To Lyn - I am sad that the Stag is now closed, as I gather it has been operating pretty much continuously since my ancestors ran it. I really hope that when we eventually get there we find that someone has taken it on and making a go of it so we can see inside. Schooling would have been required from the 1820s but of course they weren't always living in Brearley St. I gather one child was born in Lionell St, but right now I don't know where that is (need to Google again!). [It appears they may have been Non-Conformist (Congregation of the New Church), indicated by later baptism records, but a number of the children were baptised together on their parents 14th wedding anniversary at St Phillips. Later children are Non-Conformist. More research needed here too!] I have already been delving into papers online and have found some interesting snippets, but much more to do.
What a time-consuming hobby! Thank you both for your time and comments.
hi lesley you are right about family research being time consuming...i have been at mine for many years but find it fascinating stuff...lionel st is in the city centre and is still exists today although it would be very different now from the years you are researching...mike is very good with old maps so maybe he could post you an old one on here...do you know what number lionel st the child was born at..like you i do hope that the stag is taken on again but to be honest i cant see it happening...st phillips of course is still there and its a wonderful church...if i find any old photos or drawings of lionel st i will post them on here for you...
the stags head which was up for sale has now been taken over again....went past it a few days back and noticed door open and workmen inside and piles of breeze blocks outside so i went in to see if i could find out what it would be turned into...totally gutted inside...front and back bars knocked into one...ceilings removed and it looks like new joists fitted...all bar furnishings gone...the workman did not know what the new owners plans were for the pub and i couldnt ask him as he was off site but i shall be going down again this week to try and catch him...at least this very old building will not be demolished but i cant see it re opening as a pub although i would be happy to be proved wrong...
Our family has distant connection with the Joseph and Elizabeth Newnham that ran the Stag's Head 1833 - 1852. Branch of the Newnhams moved to Wallsall.
Found that Elizabeth Married James Green (next landlord) on 30 May 1852 at St Peters & St Pauls Aston. He listed at that time as widower, occupation plater and she having no trade.
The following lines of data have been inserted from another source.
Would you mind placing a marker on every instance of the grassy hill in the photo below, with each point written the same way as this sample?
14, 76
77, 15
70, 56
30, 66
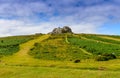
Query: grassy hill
59, 51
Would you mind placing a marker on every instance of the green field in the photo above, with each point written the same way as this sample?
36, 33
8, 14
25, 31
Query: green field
54, 56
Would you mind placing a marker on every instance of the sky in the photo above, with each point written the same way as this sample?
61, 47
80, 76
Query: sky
23, 17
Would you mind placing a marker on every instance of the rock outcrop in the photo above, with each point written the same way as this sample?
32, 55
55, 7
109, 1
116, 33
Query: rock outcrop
59, 30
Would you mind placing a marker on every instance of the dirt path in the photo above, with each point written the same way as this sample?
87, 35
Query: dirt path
22, 55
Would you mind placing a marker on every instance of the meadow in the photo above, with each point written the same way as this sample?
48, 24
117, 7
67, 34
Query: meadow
54, 56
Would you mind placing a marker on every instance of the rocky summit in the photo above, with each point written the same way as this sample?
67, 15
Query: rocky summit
65, 29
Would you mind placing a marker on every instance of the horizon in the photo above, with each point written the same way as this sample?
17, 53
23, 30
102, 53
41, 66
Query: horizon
25, 17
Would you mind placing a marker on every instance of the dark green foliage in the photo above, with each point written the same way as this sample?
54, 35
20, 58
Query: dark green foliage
105, 57
10, 45
96, 37
95, 47
77, 61
55, 48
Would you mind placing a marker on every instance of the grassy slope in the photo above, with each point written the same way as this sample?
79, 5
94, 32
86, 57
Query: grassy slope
21, 57
19, 64
46, 72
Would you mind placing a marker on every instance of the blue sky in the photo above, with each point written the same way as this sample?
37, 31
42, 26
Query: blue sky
21, 17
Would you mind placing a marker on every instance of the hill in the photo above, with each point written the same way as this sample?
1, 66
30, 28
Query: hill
67, 50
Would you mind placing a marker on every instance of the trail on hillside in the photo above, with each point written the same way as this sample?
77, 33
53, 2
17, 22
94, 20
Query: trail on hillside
98, 41
22, 55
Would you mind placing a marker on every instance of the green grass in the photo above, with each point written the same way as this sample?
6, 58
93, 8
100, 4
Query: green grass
94, 46
99, 38
52, 56
47, 72
57, 48
10, 45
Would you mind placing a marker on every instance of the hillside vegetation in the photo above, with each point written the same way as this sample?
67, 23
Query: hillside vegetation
73, 47
10, 45
57, 55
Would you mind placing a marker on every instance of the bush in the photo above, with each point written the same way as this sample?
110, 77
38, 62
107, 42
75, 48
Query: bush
105, 57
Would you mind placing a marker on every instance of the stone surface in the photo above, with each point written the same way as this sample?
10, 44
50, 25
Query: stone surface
59, 30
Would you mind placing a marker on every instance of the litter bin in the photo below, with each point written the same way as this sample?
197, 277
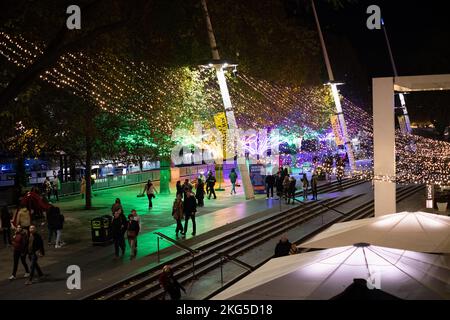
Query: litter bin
101, 230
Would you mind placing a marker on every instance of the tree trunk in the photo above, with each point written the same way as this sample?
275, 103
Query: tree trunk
20, 179
73, 169
141, 165
88, 172
164, 176
66, 172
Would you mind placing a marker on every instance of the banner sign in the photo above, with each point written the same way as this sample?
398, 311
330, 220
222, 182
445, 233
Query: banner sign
220, 120
429, 194
257, 177
336, 130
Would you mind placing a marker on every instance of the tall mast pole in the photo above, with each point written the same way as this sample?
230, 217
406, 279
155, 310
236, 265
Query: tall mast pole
404, 122
335, 93
232, 124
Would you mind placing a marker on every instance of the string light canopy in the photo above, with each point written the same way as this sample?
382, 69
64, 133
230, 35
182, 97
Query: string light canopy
171, 98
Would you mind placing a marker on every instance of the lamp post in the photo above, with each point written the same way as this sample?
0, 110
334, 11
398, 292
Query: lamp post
219, 66
404, 122
333, 86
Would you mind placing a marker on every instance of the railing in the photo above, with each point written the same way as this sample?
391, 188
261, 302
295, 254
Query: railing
192, 252
236, 261
73, 187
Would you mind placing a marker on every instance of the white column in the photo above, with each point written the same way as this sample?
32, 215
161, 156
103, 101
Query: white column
232, 124
384, 145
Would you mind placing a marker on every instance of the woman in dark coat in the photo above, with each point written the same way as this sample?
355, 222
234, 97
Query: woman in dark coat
119, 226
170, 285
200, 193
6, 225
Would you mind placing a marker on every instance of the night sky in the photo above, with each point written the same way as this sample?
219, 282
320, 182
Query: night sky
420, 41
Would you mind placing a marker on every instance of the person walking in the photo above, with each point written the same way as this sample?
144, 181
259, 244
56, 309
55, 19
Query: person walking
292, 189
6, 225
305, 187
233, 178
118, 229
52, 223
189, 208
56, 184
136, 218
23, 218
200, 193
150, 191
279, 185
186, 187
169, 284
132, 233
83, 187
20, 241
117, 206
179, 188
270, 182
314, 186
48, 188
286, 183
35, 249
178, 214
210, 182
340, 168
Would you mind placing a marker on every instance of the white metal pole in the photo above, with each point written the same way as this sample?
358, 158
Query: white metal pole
232, 124
334, 91
405, 125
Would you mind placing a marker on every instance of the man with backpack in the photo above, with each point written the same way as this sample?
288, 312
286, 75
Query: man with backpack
210, 182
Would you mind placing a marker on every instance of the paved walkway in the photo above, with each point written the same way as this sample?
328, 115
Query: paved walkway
95, 260
97, 265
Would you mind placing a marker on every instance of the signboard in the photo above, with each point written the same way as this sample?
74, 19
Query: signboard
257, 177
220, 120
429, 195
336, 130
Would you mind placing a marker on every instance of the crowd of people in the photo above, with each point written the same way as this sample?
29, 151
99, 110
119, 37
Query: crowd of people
286, 186
20, 231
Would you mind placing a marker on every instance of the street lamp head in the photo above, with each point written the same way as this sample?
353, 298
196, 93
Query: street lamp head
224, 64
336, 83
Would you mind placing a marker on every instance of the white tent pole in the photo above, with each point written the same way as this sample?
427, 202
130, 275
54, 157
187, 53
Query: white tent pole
334, 91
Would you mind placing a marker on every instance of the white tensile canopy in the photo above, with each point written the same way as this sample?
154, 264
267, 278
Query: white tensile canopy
415, 231
324, 274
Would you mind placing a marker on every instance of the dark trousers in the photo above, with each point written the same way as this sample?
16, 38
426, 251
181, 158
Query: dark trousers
18, 255
55, 193
7, 235
51, 231
150, 196
119, 242
179, 226
314, 191
211, 191
233, 187
34, 266
269, 188
186, 220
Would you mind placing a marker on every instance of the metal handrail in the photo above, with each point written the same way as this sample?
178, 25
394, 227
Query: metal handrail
192, 252
236, 261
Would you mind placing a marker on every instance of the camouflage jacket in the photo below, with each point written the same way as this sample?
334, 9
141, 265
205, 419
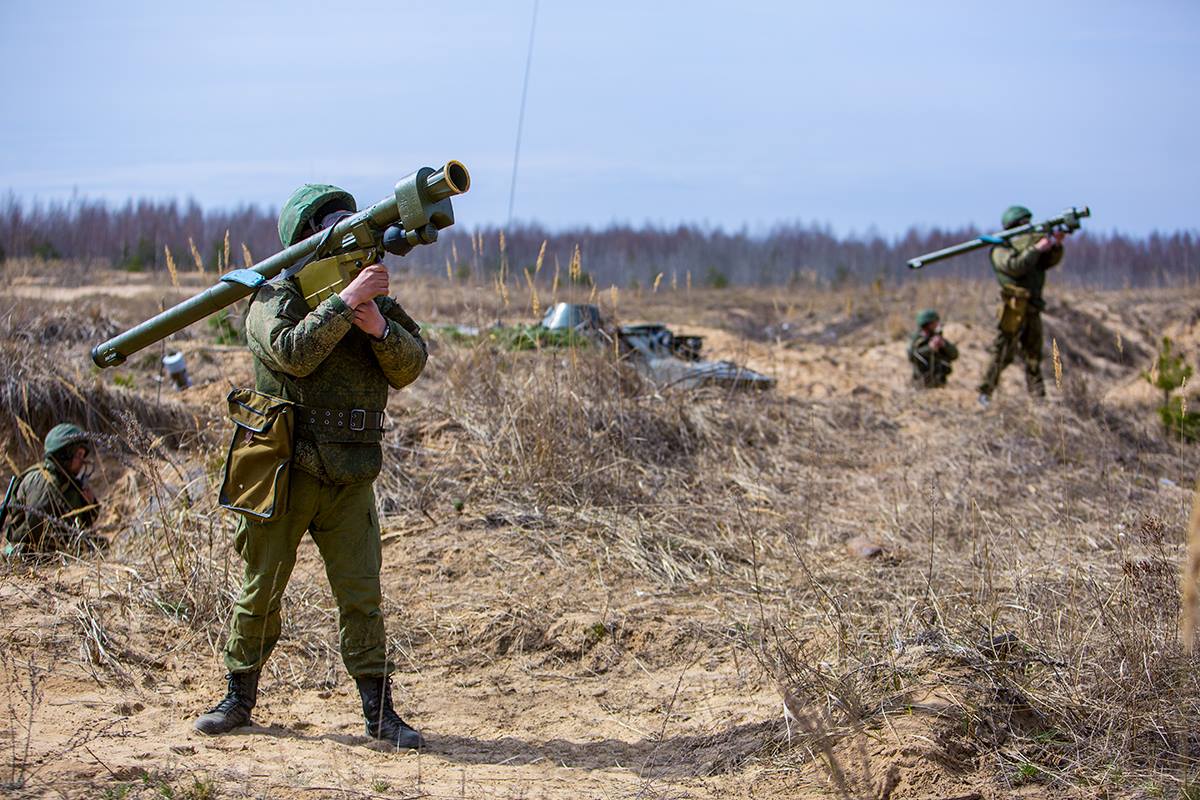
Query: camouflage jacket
321, 360
930, 368
1019, 263
48, 511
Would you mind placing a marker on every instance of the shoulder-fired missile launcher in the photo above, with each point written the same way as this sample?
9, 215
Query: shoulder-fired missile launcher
323, 263
1067, 222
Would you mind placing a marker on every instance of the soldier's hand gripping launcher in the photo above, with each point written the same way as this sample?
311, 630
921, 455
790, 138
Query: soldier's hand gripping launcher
1066, 222
413, 215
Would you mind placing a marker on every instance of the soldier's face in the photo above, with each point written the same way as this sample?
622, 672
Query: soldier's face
81, 462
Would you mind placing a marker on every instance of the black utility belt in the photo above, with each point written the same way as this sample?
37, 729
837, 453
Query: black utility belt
351, 419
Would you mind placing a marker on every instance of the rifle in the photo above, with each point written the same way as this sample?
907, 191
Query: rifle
1065, 222
417, 211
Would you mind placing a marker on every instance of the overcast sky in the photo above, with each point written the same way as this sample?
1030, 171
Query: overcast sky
753, 113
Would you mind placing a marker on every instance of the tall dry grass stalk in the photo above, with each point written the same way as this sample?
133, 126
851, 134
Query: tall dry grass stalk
171, 266
196, 256
1191, 595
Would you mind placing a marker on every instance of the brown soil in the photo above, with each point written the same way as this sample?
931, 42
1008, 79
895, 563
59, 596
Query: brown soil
552, 650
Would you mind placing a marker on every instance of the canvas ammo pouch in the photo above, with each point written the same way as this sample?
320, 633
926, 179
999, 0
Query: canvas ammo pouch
259, 459
1017, 302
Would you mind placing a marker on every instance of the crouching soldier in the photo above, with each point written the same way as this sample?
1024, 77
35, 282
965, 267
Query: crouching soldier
49, 506
930, 353
334, 361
Pretty sure of this as Elizabeth's father shown as John Ashford as for her christening 10 May 1796 - also matching the age on the marriage reg. [Birmingham, England, Marriages and Banns, 1754-1937 Elizabeth Newnham; DOB: abt 1795; Sp: James Green; Date: 30 May 1852; Aston, St Peter and St Paul, Warwickshire, England; Father : John Ashford SpFather: Thomas Green; Ref:DRO 41; Roll:M87]
Probably Elizabeth died early 1855 was buried St. George Birmingham 2 Feb. [Birmingham, England, Burials, 1813-1964 Elizabeth Green; Birth Yr: abt 1796 ;Burial Date 2 Feb 1855; Birmingham, St George, Warwickshire ; Ref: DRO 9; Arch: M22]
Love to know source of comments about Corn Law activism.